Monday, June 8, 2015

Motivational Monday


You must first have a plan in your head, then put it on paper, then you have a goal. You have something to work for everyday and something to look forward to. 

Wednesday, June 3, 2015

Arm & Ab Workout Level 1



workout of the day: arms & abs
level one

The only equipment you will need for this workout is a chair or bench to complete the tricep dips, other then that you can complete this workout anywhere. Complete each circuit twice with a little water break (about 30 sec. to 1 minute) between each circuit. In total time it shouldn't take more then 30 minutes to complete this workout.
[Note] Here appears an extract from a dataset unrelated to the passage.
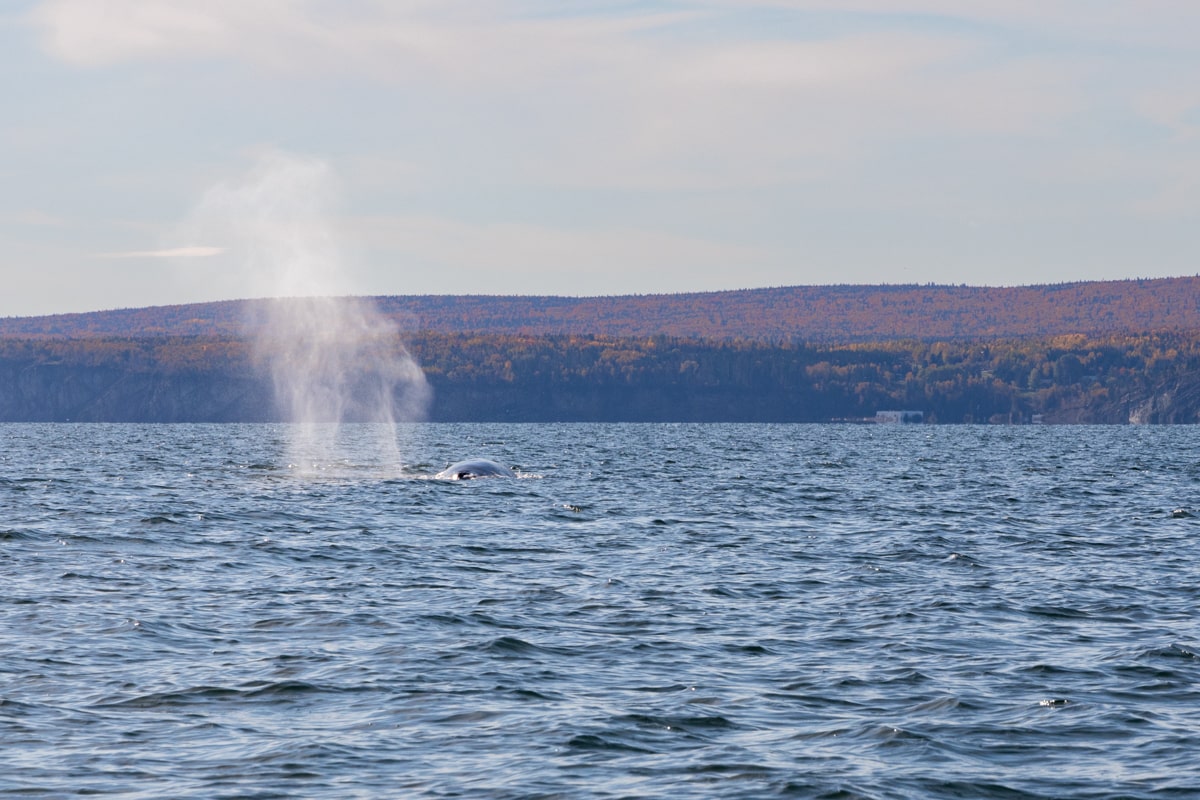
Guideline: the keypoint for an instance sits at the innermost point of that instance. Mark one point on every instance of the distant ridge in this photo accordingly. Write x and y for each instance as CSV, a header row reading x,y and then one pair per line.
x,y
814,313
During the workout do not consume too much water as this can make you feel a little sick, however make sure to properly hydrate before and after your workout.

Circuit 1:
- 15 straight leg sit ups
- 15 lay down push ups (on knees)
- 30 bicycle crunches
- 15 tricep dips

Circuit 2:
- 15 straight leg raises
- 15 push ups (on knees)
- :30 sec. plank
- 15 toe taps

Along with the resistance workout I suggest 30 minutes of cardio, I like to complete this by running/walking and using 5K races as a goal to speed up my running time.

* Please keep in mind that I am not a doctor or licensed fitness expert and results may vary from person to person. Please consult a doctor before starting any fitness routine.